Now suppose we have some $x, y \in R$ such that $xy = 1$. I claim that $x$ is a unit. Note that this is equivalent to saying $y$ is a unit. To prove this, we use the local ring property that either $-x$ or $1 + x$ is a unit, and that either $y$ or $1 - y$ is a unit. If $-x$ is a unit, then so is $x$. We've already remarked that if $y$ is a unit, so is $x$. Suppose that both $1 + x$ and $1 - y$ are units. Then $(1 + x) (1 - y) = 1 + x - y - 1 = x - y$ is a unit, so either $x$ is a unit, or $-y$ is a unit. In the latter case, $y$ is also a unit, and thus so is $x$.

It therefore follows that for all $x, y \in R$, $xy \in R^*$ iff $x \in R^*$ and $y \in R^*$. So the product of two non-units will result in a non-unit.

With these facts in mind, we are now ready to present the algorithm. The algorithm provides a specific sequence of row operations which reduces our original matrix to the identity.

For each $i$ from 1 to $n$, we do the following:

1. Left-multiply row $i$ by $c_{ii}^{-1}$.
2. For each $j \neq i$ from $1$ to $n$, add $c_{ji}$ times row $i$ to row $j$.

The end result will be the identity matrix.
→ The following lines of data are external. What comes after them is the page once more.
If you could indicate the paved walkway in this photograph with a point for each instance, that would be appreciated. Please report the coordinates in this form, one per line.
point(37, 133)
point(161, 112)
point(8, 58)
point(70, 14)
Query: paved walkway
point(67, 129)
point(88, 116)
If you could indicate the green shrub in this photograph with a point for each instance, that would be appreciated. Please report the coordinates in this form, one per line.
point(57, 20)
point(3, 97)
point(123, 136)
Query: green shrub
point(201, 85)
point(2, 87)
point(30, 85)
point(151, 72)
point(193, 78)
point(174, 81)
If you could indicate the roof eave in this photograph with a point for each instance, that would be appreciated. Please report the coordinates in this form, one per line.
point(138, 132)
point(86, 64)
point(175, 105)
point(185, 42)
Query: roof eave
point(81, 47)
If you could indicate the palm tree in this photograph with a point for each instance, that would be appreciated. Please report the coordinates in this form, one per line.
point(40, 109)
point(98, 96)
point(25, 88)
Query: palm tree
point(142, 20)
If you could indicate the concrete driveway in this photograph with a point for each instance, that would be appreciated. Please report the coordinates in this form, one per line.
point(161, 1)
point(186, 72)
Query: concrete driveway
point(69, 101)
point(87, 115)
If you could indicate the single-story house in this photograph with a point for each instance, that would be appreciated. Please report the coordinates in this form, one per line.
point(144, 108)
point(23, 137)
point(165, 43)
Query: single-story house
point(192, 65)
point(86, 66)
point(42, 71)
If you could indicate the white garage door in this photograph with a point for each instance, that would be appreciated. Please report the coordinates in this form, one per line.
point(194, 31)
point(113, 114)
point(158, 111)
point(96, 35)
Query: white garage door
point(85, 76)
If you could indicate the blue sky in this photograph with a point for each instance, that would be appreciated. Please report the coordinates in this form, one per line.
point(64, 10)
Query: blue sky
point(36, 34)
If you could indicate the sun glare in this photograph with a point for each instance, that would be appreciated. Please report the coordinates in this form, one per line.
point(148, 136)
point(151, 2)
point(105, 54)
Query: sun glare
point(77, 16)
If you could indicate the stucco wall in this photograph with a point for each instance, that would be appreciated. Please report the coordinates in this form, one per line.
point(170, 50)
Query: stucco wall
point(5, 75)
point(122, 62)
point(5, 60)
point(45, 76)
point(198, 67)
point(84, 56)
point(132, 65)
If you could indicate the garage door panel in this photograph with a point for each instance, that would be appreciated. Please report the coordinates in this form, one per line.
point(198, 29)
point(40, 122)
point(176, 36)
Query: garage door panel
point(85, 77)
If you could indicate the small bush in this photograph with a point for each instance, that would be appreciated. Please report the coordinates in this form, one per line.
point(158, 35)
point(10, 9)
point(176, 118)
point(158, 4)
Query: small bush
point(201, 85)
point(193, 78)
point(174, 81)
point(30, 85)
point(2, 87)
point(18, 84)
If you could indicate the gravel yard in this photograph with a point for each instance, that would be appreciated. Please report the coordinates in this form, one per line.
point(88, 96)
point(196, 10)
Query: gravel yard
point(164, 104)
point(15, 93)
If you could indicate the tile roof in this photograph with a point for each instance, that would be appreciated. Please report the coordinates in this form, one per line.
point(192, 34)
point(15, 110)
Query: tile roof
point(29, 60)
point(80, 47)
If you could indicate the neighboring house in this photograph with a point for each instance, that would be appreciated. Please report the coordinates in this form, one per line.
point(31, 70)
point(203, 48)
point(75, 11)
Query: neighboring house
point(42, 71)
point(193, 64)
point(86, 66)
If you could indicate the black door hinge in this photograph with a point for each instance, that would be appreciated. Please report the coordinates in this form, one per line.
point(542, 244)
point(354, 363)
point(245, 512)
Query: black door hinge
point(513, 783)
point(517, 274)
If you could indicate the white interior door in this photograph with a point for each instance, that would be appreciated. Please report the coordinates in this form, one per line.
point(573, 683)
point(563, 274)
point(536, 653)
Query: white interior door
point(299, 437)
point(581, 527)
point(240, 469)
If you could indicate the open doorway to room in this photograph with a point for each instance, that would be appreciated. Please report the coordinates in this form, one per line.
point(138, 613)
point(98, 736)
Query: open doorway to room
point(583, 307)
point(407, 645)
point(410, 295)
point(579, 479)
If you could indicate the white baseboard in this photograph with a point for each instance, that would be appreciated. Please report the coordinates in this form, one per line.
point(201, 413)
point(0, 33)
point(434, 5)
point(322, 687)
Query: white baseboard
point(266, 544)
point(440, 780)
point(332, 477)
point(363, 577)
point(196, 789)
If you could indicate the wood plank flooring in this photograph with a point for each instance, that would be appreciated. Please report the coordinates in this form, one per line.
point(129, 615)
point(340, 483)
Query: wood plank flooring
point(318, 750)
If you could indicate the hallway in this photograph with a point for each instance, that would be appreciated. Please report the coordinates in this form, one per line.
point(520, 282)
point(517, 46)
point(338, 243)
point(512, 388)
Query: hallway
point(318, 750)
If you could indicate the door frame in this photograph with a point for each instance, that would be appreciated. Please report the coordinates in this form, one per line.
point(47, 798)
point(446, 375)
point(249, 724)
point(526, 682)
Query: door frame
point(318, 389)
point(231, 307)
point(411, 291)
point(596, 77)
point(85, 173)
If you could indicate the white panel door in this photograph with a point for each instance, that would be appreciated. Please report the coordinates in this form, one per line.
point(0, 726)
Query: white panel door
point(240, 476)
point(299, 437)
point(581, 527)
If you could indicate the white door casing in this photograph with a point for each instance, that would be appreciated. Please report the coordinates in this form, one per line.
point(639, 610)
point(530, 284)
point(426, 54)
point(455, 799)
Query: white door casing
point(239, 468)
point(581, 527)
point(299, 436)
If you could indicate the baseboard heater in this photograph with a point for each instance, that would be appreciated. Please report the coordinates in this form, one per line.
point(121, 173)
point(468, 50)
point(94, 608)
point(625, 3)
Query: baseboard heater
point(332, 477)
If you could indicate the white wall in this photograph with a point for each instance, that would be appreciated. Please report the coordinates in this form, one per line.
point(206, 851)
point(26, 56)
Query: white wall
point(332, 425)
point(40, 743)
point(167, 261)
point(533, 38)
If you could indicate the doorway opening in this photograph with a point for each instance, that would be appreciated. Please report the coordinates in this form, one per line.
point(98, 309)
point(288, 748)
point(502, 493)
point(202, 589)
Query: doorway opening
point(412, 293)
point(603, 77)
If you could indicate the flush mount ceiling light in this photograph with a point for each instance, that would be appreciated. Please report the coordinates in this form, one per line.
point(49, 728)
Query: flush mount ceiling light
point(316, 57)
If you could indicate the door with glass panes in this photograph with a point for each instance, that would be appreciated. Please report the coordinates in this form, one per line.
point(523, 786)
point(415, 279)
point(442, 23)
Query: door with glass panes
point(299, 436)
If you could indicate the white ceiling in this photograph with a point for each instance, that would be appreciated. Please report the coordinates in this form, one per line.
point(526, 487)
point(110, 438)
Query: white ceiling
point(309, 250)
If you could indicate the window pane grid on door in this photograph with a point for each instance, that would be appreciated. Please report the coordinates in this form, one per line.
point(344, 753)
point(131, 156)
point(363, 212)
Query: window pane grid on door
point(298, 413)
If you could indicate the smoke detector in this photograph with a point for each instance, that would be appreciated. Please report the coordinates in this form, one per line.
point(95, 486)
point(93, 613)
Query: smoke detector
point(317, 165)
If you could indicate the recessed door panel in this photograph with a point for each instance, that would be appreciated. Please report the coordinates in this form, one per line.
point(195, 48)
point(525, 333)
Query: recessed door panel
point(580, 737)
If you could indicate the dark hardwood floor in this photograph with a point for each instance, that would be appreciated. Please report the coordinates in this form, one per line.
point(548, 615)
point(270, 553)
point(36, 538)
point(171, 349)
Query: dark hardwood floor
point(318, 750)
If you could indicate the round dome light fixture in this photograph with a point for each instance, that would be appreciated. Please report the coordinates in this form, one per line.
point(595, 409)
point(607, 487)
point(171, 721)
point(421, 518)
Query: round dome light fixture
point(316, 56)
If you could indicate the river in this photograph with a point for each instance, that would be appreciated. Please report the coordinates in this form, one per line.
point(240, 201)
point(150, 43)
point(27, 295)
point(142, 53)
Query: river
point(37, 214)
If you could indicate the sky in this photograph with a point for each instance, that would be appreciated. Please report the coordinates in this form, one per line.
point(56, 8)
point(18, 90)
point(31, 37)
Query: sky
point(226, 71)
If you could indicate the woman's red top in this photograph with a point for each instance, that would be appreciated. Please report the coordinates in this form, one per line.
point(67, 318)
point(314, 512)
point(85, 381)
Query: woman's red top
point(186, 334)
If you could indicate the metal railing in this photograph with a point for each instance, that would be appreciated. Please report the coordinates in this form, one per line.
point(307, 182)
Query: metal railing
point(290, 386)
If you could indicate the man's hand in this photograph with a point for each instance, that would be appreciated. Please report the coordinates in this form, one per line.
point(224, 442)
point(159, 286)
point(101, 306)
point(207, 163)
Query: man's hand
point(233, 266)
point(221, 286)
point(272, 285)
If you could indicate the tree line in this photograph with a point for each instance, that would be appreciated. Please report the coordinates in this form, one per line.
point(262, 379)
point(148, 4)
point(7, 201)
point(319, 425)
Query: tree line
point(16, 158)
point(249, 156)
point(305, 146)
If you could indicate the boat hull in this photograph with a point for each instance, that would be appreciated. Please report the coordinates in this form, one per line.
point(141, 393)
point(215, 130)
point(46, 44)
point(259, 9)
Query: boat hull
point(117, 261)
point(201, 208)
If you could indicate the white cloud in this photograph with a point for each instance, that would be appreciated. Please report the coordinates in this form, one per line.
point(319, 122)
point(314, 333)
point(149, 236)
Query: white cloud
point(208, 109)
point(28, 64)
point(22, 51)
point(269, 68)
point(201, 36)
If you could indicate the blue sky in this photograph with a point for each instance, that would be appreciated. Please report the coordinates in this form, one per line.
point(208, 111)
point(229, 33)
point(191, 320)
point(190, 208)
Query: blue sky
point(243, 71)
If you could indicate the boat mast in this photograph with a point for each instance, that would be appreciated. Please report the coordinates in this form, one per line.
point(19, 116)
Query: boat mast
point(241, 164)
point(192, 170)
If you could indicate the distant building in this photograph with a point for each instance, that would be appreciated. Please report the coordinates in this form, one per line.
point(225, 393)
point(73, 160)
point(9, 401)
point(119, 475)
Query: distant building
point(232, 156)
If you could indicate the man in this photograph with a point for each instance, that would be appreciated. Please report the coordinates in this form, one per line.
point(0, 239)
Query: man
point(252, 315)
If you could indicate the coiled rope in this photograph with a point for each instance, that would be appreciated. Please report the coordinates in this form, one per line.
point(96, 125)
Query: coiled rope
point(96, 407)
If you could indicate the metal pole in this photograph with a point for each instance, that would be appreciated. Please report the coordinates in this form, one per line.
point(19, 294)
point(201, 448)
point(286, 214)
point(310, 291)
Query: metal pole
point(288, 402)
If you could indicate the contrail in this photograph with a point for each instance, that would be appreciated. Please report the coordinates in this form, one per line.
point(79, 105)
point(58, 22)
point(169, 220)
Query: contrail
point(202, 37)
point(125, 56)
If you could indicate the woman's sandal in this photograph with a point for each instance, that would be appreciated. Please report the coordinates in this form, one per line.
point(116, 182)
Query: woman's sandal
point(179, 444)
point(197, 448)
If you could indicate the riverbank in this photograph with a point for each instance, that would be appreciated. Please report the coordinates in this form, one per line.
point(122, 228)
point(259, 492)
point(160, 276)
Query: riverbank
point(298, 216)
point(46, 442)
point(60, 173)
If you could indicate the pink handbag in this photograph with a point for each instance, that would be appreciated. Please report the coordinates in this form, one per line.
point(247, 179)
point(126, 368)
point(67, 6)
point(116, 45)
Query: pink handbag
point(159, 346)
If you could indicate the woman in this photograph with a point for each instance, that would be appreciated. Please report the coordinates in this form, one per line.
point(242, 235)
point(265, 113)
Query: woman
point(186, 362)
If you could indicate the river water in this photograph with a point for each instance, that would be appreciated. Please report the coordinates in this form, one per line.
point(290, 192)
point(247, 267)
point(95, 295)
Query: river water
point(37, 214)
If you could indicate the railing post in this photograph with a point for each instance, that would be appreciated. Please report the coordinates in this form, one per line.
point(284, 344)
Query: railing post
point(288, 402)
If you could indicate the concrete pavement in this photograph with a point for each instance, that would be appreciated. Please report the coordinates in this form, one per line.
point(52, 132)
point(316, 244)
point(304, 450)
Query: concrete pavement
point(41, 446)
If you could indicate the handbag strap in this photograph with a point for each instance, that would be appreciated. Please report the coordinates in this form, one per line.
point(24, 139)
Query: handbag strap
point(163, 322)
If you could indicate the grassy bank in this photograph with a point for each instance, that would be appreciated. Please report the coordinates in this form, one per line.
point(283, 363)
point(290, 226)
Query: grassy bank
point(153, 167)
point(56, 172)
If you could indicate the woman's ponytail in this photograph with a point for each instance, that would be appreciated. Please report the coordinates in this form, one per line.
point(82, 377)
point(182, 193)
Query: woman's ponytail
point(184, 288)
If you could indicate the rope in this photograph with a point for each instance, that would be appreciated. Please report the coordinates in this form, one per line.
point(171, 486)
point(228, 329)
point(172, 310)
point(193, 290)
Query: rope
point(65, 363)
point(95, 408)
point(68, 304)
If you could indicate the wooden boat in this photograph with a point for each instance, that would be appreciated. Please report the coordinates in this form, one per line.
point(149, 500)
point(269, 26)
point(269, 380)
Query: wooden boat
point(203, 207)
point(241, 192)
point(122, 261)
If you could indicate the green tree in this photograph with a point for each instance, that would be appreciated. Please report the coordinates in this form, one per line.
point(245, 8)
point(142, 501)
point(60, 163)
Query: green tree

To demonstrate the correctness of this procedure, we verify that each row operation preserves the property that on-diagonal elements are units and off-diagonal elements aren’t.

The row operation in step 1 only modifies row $i$. We have $(c_{ij})_{new} = (c_{ij})_{old}(c_{ii})_{old}^{-1}$, so we see that $(c_{ij})_{new}$ is a unit iff $(c_{ij})_{old}$ is. So the invariant is preserved. Note that step 1 also results in $(c_{ii})_{new} = (c_{ii})_{old}(c_{ii})_{old}^{-1} = 1$.

The row operation in step 2 only modifies row $j$. We have $(c_{jk})_{new} = (c_{jk})_{old} - (c_{ji})_{old} (c_{ik})_{old}$. We need to consider 2 cases. The first case is $i = k$. In this case, we have $(c_{ji})_{new} = (c_{ji})_{old} - (c_{ji})_{old}(c_{ii})_{old} = (c_{ji})_{old} (1 - (c_{ii})_{old})$. By this stage, we have $c_{ii} = 1$, so this quantity is $0$. And since $j \neq i$, we have a non-unit in a non-diagonal place, as we should. For any other $k$, we have $(c_{ik})_{old}$ a non-unit, and therefore $-(c_{ji})_{old} (c_{ik})_{old}$ also a non-unit, as the product of non-units. Thus, $(c_{jk})_{old} - (c_{ji})_{old} (c_{ik})_{old}$ is a unit if and only if $(c_{jk})_{old}$ is a unit, which occurs if and only if $j = k$. So we have units on the diagonal entry and non-units elsewhere.

Indeed, after we have finished the iteration with $i = m$, we have that $c_{jk} = \delta_{jk}$ for all $1 \leq j \leq n$ and $1 \leq k \leq i$, where $\delta$ is the Kronecker delta. This is easy to verify: row operation 1 sets $c_{ii}$ to 1, while row operation $2$ kills off all other entries in column $i$. Thus, after completing all the iterations, we have $c_{jk} = \delta_{jk}$, so $c$ is the identity matrix.